After the decree of the court defendant could not make any of the payments on the alimony judgment without placing himself in such a position that he would have been held to have complied with the judgment and could not proceed with his appeal. After the case reached this court, upon plaintiff’s application, the court made an order that defendant should pay to the clerk of this court, for the benefit of plaintiff, $50 per month pending the further order of the court, and also should pay $50 to be used by plaintiff as expense money in the preparation of her defense to the appeal. This court is always slow to set aside an order of the trial court which is in its discretion. In deference to that this court feels it should sustain as much of the order as under any circumstances it would be possible for the court to conceive that the trial court was justified in making. The only reason we find for any additional allowance of alimony to be paid from future earnings is the fact that at the time of the trial plaintiff was nervous and worried.
Respecting the second item complained of by defendant in this court, the judgment against defendant for an attorney’s fee of $250 to be paid as a part of the costs of the action, for which execution should issue, it is this court’s judgment that the sum was too large and that an allowance of $150 is the maximum which should have been allowed.
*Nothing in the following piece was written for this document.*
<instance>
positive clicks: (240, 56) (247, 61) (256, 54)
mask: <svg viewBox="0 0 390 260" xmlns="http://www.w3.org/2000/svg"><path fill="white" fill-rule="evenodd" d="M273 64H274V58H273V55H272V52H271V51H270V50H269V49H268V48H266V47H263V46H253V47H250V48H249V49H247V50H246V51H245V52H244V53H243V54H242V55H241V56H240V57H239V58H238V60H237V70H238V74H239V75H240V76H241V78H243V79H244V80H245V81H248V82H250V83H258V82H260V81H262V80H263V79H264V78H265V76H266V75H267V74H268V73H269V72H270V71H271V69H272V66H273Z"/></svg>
Inasmuch as the defendant brought the case to this court and plaintiff had to have an attorney to represent her here, for which an attorney’s fee is claimed, we'have concluded to allow an attorney’s fee for the services of plaintiff’s attorney in this court of $100 and to further modify the judgment of the trial court with respect to when the attorney’s fee should be paid so as to provide that the, total attorneys’ fees of $250 for services in both courts instead of being subject to execution shall be made payable at the rate of $50 per month beginning at the termination of the payment of the alimony judgment to plaintiff of $900, with the credits above mentioned. The payment of alimony through the clerk of this court shall cease with the payments made by the date of the filing of this opinion and the future payments of alimony and attorneys’ fees shall be made through the office of the clerk of the district court, beginning August 1, 1945.
The judgment of the trial court should be modified in harmony with the views of this court. It is so ordered.